Profit is expected to be at least $8.40 a share in 2013, Indianapolis-based WellPoint said in raising its projection for the third time this year. Analysts had estimated $8.27 in profit this year and $8.39 in 2014, according to data compiled by Bloomberg. Third-quarter earnings topped estimates.

WellPoint has made the biggest commitment of any publicly traded insurer to the health exchanges that debuted this month. Medical-plan enrollment jumped 6 percent to 35.5 million in the quarter as WellPoint also benefited from the slowdown in medical claims that has boosted all insurers since the economic recession that ended in 2009.

The raised forecast reflects “our strong performance, our continued preparation and the outlook for coming market changes under the Affordable Care Act,” Chief Executive Officer Joseph Swedish said in a statement today.

Health insurers stand to gain millions of customers in an expansion of private insurance options under the Patient Protection and Affordable Care Act of 2010. With the federal exchanges plagued by technical issues, investors are wondering whether to trim expectations, said Jennifer Lynch, a BMO Capital Markets analyst in New York.

“Everyone is focused on outlook,” she said in a telephone interview before today’s announcement. “Everyone is focused on the moving parts for 2014.”

Earnings Beat

Third-quarter earnings excluding one-time items of $2.10 a share topped the $1.82 average of 17 analyst estimates tracked by Bloomberg. Net income fell 5.1 percent to $656.2 million, or $2.16 a share, from $691.2 million, or $2.15, a year earlier, WellPoint said in a statement today. Revenue rose 17 percent to $17.7 billion.

The insurer, which runs 14 Blue Cross plans, rose 2.3 percent to $90.48 as of 8:09 a.m. New York time. Through yesterday, the shares had gained 45 percent for the year.
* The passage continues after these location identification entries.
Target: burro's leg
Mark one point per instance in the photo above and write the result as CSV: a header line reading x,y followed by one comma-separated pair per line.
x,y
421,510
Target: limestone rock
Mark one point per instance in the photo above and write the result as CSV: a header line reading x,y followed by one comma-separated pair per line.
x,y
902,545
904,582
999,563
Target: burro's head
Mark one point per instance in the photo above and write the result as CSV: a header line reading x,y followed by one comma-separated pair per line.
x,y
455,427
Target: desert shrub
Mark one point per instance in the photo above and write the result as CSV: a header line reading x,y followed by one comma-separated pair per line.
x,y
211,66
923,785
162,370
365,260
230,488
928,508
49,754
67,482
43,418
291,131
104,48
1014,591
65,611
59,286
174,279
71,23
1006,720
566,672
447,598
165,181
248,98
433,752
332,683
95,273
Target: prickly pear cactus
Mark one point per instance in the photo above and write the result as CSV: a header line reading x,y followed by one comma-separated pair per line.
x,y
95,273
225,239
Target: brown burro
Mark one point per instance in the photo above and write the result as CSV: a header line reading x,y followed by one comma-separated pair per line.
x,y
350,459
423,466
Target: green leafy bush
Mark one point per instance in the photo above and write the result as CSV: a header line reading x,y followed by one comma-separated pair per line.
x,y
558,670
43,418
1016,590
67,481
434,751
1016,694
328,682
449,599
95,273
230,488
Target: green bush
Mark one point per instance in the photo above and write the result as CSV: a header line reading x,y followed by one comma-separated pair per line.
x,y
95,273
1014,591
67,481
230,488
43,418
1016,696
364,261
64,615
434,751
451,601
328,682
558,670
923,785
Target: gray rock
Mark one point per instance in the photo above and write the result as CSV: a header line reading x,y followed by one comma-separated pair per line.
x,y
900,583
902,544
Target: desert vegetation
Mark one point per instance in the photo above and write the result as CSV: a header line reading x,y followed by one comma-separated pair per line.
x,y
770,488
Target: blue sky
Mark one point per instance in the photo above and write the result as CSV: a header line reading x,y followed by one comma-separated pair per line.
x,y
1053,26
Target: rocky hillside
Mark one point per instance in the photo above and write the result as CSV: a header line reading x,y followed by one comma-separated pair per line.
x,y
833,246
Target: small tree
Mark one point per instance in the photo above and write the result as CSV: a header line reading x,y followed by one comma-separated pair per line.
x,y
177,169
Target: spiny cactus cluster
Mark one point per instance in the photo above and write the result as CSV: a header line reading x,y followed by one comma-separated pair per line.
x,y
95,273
The increase in medical-plan enrollments was fueled by last year’s $4.9 billion acquisition of Amerigroup Corp., which specializes in coverage for low-income Medicaid patients. The program is also set to expand under the health-care overhaul.

The shares of UnitedHealth Group Inc., the biggest insurer, fell the most in two years on Oct. 17, after the Minnetonka, Minnesota-based company declined to raise its profit forecast for 2013. The carrier said cuts in Medicare reimbursements would weigh on results next year as well.